Hi Shashi,
I'm not sure I understand your issue. The Canopy centroid calculation
divides the individual term totals by the number of points that have
been added to the cluster, not by the cardinality of the vector:
public Vector computeCentroid() {
Vector result = new SparseVector(pointTotal.cardinality());
for (int i = 0; i < pointTotal.cardinality(); i++)

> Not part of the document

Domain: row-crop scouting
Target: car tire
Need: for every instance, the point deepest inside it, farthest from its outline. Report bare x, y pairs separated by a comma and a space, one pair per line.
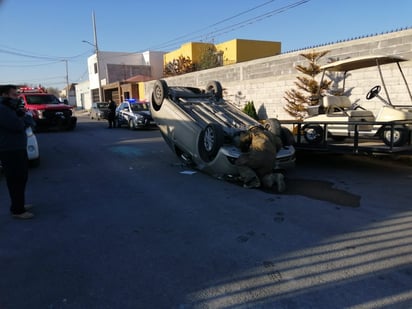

result.set(i, pointTotal.get(i) / numPoints);
return result;
}
Am I misinterpreting something?
Jeff
Shashikant Kore wrote:
> Hi,
>
> To calculate the centroid (say in Canopy clustering) of a set of
> sparse vectors, all the nonzero weights are added for each term and
> then divided by the cardinality of the vector. Which is the average of
> weights of a term in all the vectors.
>
> I have sparse vectors of cardinalty of 50,000+, but each vector has
> only couple of hundreds of terms. While calculating centroid, for
> each term, only few hundred documents with nonzero term weights
> contribute to the total weight, but since it is divided by the
> cardinalty(50,000), the final weight is miniscule. This results into
> small document being marked closer to the centroid as they have fewer
> terms in them. The clusters don't look "right."
>
> I am wondering if the term weights of centroid should be calculated by
> considering only the nonzero elements. That is, if a term has occurs
> in 10 vectors, then the weight of the term in centroid is the average
> of these 10 weight values. I couldn't locate any literature which
> specifically talks about the case of sparse vectors in centroid
> calculation. Any pointers are appreciated.
>
> Thanks,
> shashi
>
>